Earlier this week the Senate Commerce Committee subcommittee with responsibility for consumer protection issues held a hearing to discuss the impact of unwanted robocalls on consumers. Topics discussed included the consumer harm associated with fraudulent robocalls; the effectiveness of regulations and law enforcement in stopping them; and the feasibility of technological solutions to the challenges posed by unauthorized robocalls. The hearing was held not long after the 10th anniversary of the Do Not Call Registry – in the words of humorist Dave Barry “the most popular federal concept since the Elvis stamp.” The hearing heard testimony from two panels: witnesses on the first panel represented the FTC and FCC, and witnesses on the second panel represented the telecom and ancillary industries.
Two overall themes emerged from the testimony. First, the challenges faced both by regulators and legitimate industry in keeping with up fast-paced technological changes in the robocall industry, and second the increasingly global nature of unauthorized robocalls.
The FTC testimony spoke to the agency’s law enforcement efforts, initiatives to spur technological solutions, and its broad consumer and business outreach in the robocall arena. In the decade since the Telemarketing Sales Rule (TSR) was amended to create the Do Not Call Registry, the agency has brought over 105 enforcement actions, resulting in $126 million in civil penalties and $741 million in redress or disgorgement. Despite these actions, the number of unauthorized robocalls continues to balloon, from 63,000 consumer complaints per month in 2009, to 200,000 complaints per month in 2012. These numbers were consistent with those presented by the FCC witness who testified that the number of consumer complaints to that agency had doubled in the past two years.

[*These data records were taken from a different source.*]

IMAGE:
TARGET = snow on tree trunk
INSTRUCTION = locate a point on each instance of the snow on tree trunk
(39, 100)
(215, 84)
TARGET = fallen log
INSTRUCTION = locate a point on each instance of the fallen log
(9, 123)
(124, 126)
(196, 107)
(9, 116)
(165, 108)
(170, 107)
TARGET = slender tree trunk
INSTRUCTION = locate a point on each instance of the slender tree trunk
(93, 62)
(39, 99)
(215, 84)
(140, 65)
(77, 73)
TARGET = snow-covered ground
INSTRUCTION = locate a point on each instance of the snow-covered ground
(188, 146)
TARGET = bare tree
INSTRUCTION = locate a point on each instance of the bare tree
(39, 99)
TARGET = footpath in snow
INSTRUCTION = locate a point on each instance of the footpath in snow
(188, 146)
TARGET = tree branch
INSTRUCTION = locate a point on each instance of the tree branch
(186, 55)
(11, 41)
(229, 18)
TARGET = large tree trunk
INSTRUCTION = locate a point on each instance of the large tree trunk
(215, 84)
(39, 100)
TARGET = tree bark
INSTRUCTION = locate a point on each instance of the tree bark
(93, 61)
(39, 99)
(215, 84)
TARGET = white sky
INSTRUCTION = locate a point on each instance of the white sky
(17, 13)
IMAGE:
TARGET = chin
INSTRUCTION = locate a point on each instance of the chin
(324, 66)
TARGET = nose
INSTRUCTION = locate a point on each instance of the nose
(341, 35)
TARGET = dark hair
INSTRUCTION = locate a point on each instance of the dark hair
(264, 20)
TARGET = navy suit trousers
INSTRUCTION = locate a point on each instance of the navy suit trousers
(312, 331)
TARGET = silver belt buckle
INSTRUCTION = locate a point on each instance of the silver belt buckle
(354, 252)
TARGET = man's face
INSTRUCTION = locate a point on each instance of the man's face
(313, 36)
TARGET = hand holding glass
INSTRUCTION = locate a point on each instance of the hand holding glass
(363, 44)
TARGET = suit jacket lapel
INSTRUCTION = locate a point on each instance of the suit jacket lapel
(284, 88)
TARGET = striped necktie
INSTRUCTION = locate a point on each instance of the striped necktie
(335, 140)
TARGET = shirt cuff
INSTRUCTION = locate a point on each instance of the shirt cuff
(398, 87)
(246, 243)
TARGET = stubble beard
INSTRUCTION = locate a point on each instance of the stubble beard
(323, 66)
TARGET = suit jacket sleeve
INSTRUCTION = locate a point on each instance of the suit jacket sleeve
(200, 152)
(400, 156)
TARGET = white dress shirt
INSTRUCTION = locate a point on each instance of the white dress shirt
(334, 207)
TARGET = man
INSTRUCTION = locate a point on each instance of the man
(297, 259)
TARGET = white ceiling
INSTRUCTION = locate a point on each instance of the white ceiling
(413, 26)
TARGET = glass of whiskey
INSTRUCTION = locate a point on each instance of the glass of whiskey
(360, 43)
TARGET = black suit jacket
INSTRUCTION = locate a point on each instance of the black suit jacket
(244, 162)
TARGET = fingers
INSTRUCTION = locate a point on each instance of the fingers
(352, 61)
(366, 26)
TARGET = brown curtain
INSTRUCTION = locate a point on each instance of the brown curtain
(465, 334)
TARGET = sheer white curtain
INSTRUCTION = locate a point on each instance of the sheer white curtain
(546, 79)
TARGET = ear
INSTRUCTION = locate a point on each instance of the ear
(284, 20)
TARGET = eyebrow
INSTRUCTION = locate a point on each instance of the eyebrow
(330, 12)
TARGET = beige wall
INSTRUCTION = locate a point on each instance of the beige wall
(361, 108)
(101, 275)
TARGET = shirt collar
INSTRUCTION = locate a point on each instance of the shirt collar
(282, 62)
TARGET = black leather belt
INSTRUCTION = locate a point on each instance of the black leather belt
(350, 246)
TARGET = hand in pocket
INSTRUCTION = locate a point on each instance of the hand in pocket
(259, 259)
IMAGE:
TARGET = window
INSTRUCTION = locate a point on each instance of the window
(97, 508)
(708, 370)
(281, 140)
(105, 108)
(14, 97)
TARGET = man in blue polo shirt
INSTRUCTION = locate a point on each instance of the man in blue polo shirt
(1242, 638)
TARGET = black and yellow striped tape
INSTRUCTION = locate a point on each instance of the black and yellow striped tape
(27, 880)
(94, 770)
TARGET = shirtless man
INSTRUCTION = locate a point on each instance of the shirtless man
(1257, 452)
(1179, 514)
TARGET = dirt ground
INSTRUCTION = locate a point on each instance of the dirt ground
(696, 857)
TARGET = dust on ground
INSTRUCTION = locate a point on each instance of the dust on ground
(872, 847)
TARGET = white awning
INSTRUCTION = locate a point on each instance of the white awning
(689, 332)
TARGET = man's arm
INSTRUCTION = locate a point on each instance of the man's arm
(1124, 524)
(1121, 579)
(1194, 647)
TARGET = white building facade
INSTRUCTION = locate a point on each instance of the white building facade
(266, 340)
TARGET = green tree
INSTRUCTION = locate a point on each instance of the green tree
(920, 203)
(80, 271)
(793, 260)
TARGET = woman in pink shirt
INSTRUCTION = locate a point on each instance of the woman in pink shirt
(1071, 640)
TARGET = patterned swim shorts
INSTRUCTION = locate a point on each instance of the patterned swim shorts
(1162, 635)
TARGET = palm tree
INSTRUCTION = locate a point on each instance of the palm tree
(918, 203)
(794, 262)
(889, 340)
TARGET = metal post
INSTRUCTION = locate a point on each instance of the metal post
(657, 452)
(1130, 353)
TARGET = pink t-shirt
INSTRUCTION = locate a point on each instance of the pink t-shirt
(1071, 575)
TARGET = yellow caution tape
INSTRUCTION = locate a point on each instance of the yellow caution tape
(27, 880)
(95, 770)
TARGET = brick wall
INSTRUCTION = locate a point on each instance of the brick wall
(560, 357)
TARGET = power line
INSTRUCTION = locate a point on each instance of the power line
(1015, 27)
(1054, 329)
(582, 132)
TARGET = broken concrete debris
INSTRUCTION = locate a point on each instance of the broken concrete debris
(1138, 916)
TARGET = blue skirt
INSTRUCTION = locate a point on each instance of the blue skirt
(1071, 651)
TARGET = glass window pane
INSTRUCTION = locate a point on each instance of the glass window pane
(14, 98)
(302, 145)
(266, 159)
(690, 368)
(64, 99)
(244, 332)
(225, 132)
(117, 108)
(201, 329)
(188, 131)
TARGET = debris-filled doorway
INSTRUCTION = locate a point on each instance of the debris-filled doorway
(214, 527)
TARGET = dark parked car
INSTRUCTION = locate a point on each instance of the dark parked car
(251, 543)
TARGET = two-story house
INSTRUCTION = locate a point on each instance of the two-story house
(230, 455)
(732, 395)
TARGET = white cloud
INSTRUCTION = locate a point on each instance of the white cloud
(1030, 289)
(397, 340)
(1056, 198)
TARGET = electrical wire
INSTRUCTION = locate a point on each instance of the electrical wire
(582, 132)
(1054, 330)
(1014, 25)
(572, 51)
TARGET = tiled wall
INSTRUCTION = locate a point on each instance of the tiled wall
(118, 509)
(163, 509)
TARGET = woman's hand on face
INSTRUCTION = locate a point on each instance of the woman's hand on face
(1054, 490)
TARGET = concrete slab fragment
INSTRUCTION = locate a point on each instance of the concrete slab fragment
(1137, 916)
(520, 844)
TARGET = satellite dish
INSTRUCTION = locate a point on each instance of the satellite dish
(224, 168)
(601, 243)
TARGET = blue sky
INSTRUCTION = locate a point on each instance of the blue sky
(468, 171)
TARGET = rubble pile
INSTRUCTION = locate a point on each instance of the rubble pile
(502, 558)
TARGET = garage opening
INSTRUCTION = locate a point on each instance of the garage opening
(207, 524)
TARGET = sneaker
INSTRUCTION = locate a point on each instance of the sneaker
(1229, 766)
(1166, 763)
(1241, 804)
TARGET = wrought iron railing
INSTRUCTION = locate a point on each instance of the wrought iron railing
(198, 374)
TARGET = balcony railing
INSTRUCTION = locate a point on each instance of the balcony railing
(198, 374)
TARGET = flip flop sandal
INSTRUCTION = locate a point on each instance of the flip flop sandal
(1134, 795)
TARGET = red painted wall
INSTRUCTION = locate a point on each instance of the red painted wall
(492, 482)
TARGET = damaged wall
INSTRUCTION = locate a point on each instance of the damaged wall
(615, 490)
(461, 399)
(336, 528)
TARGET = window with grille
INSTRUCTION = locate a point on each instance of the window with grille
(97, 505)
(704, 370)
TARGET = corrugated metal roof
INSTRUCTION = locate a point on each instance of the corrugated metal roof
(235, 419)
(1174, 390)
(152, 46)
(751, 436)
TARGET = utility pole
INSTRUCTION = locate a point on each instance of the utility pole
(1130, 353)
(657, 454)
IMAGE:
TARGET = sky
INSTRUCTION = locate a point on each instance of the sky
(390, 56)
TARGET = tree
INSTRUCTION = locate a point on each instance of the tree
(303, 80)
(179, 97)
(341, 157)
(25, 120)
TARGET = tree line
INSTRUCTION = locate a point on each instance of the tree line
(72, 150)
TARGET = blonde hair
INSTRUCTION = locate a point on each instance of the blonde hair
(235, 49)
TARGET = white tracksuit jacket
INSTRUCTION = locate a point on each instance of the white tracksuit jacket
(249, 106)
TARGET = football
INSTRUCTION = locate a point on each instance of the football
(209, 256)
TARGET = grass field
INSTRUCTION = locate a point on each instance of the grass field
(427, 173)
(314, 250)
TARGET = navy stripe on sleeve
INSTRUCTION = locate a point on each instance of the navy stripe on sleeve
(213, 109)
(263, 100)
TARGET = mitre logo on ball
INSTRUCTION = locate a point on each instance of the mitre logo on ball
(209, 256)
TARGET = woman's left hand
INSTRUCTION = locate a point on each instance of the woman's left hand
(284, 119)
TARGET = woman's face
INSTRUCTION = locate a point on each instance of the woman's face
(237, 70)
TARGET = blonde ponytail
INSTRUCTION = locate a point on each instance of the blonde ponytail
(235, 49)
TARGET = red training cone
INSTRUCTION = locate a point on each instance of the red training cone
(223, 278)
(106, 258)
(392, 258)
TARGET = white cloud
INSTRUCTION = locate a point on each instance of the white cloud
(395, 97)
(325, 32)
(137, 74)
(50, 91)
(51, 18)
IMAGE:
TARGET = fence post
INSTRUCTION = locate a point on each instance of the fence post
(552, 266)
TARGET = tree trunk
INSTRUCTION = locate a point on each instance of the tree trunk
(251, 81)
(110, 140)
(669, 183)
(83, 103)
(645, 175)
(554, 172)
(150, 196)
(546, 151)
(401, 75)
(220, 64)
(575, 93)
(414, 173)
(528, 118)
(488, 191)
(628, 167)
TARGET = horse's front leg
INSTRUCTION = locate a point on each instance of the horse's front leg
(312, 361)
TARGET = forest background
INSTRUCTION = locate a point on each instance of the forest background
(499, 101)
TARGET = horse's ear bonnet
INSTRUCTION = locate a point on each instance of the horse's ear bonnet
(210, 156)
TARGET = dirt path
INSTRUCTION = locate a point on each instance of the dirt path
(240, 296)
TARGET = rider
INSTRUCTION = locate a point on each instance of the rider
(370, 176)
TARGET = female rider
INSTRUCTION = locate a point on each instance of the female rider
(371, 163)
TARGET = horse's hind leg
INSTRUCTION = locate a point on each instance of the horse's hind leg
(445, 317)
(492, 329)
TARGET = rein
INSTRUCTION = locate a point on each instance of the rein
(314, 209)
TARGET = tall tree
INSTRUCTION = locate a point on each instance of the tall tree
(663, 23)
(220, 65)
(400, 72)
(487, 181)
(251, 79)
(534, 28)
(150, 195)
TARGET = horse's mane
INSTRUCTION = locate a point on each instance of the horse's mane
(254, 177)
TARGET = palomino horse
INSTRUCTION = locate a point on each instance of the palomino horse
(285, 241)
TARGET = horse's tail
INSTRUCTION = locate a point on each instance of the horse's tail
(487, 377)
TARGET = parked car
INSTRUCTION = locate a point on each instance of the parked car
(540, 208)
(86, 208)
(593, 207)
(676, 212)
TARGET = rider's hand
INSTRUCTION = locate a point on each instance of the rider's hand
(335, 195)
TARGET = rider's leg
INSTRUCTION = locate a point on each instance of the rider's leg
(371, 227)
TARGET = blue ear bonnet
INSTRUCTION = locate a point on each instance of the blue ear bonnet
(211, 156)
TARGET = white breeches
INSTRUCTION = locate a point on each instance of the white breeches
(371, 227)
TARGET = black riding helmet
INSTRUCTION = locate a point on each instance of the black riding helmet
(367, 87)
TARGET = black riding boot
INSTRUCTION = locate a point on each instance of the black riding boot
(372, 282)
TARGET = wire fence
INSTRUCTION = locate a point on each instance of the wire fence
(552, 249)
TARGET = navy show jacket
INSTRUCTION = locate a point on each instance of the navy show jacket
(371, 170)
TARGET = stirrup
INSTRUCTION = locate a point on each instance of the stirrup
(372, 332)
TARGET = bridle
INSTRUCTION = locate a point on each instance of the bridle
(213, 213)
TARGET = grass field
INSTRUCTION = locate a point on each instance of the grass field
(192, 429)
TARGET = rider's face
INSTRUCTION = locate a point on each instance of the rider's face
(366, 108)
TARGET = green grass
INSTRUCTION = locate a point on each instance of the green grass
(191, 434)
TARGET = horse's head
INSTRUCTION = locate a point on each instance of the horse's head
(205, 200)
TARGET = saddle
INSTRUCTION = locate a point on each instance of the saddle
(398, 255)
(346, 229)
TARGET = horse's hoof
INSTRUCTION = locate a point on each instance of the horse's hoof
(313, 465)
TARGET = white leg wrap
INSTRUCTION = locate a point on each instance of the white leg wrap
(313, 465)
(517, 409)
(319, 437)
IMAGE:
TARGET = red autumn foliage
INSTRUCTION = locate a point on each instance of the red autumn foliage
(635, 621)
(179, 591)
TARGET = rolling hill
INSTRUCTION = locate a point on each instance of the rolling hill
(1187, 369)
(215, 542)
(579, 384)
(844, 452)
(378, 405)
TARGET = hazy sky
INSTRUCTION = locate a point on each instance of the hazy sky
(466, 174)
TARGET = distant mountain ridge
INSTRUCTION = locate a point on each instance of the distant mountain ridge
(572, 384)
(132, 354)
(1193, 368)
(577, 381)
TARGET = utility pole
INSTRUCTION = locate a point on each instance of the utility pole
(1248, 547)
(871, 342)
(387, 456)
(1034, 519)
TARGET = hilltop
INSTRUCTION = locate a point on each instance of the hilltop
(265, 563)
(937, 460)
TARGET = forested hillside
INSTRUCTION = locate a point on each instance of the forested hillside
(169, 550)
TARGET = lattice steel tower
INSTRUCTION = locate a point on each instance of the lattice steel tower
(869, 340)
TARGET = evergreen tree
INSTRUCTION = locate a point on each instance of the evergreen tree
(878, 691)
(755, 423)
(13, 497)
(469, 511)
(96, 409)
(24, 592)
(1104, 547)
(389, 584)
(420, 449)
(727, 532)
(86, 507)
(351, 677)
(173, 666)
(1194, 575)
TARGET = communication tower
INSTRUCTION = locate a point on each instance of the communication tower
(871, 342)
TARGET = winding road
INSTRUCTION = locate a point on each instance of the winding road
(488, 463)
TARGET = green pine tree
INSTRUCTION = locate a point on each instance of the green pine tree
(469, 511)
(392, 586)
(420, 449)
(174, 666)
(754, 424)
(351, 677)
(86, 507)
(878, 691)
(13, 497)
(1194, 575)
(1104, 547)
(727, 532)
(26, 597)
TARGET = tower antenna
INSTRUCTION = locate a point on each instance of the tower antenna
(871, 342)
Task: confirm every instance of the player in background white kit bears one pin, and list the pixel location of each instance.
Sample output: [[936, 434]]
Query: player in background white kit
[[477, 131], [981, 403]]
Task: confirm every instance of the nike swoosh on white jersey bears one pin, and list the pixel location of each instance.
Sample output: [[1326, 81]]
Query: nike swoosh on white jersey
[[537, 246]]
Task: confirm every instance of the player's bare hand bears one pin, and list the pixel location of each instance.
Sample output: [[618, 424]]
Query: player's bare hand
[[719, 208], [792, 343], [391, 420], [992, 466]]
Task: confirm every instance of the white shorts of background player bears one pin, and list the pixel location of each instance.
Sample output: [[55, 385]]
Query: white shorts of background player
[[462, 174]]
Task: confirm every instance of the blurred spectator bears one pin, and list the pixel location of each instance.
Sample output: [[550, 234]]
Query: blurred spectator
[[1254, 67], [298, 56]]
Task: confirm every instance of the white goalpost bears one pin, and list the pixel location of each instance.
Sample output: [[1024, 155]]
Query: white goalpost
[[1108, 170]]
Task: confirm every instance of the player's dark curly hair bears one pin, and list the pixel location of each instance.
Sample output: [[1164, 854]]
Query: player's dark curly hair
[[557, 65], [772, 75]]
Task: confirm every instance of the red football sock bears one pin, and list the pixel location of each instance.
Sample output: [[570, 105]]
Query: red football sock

Much of the growth in robocalling is enabled by new technologies such as Voice Over Internet Protocol (VoIP) technology which enables blasting of prerecorded messages over the Internet. VoIP technology not only makes it cheaper to place robocalls when compared to the time and money needed to place a call on the traditional cooper wire, but it also makes identifying the robocall perpetrator more challenging. In the highly regulated copper wire world, the regulated entities are well-known and cannot easily conceal their identities. In contrast, VoIP technology allows businesses to place cheap calls wherever they find an Internet connection, both at home and abroad. For example, one 2012 FTC enforcement action involved billions of calls placed by phone numbers registered to companies with overseas offices in the Northern Mariana Islands, Hong Kong, and the Netherlands.
In October 2012, the Commission hosted a workshop – the Robocall Summit – to explore technological solutions to keep up with the Internet enabled growth in robocalls, (or as then-Chairman Leibowitz described it, “voice blasting technology  at bargain basement prices.”) The FTC announced a public contest or “Robocall Challenge” with a $50,000 prize for the individual or small team that could propose a technological solution to help consumers block robocalls on their landlines and mobile phones. In April this year, the agency announced three winning solutions which, if successfully developed could result in “positive results for American consumers.”
Urging caution, a representative from the USTelecom trade association counseled that technological solutions that “seek to make phone service providers the arbiter of whether a call should – or should not – be permitted to proceed skirt dangerously close to violating the privacy obligations imposed on us by law.” The witness cited the Wiretap Act provisions protecting the transmission of calls and limiting the rights of universal service providers to intercept them. The witness was not optimistic that a “silver bullet” technological solution to the robocall challenge could be found, and counseled further that “today’s solution could very well turn into tomorrow’s Maginot Line, and could have unintended adverse consequences.”